A pseudoaneurysm is considered a pulsatile hematoma which communicates with an artery due to the disruption of the arterial wall.[3] This disruption can be caused by the unintentional periarterial and intra-arterial injection of drugs leading to vascular trauma.[4],[5],[6] These pseudoaneurysms can then get infected through nonsterile techniques by introducing infected material into the lesions during drug use. This in return will lead to an inflammatory process which will also add insult to the integrity of the arterial wall.[5],[7]

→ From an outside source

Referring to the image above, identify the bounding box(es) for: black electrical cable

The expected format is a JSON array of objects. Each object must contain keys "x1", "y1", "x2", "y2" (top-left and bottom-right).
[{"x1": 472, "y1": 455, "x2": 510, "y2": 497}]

The diagnosis of infected pseudoaneurysms is clinical, which can be confirmed by Color Doppler sonography to document blood in and outflow within the pseudoaneurysm.[8],[9],[10] In case of a high clinical suspicion of infected pseudoaneurysm and no flow documented on Duplex Doppler sonography, computed tomography angiography can be performed.[10] Johnson et al. showed a 20-fold increase in the frequency of patients presenting with infected pseudoaneurysms which they believed is the result of increased IV drug usage.[5] Due to the growing impact of drug abuse and its vascular complications, we designed our study to address the characteristics and comorbidities of drug abusers presenting with infected pseudoaneurysms, along with assessing the vascular procedures they underwent and the outcomes of these procedures.

 Materials and Methods

The Premier Healthcare Database was used to identify vascular surgery patients with a drug abuse history and presenting with an infected pseudoaneurysms (ICD-9 code: 442.3) between 2009 and 2015. Premier is a large, U.S. hospital-based, all-payer database containing information on inpatient discharges, from more than 700 geographically diverse nonprofit, nongovernmental, community, and teaching hospitals from rural and urban areas.[11] The Institutional Review Board approved this study and the need for patients' informed consent was waived. ICD-9 codes were used to detect dependent and nondependent drug abuse for opioids alone or in combination with other drugs (ICD-9 codes: 304.0, 304.7, 305.5, and 305.9). The Institutional Review Board approved this study and the need for patients' informed consent was waived since the data used is de-identified and is not considered human participants research under federal guidelines.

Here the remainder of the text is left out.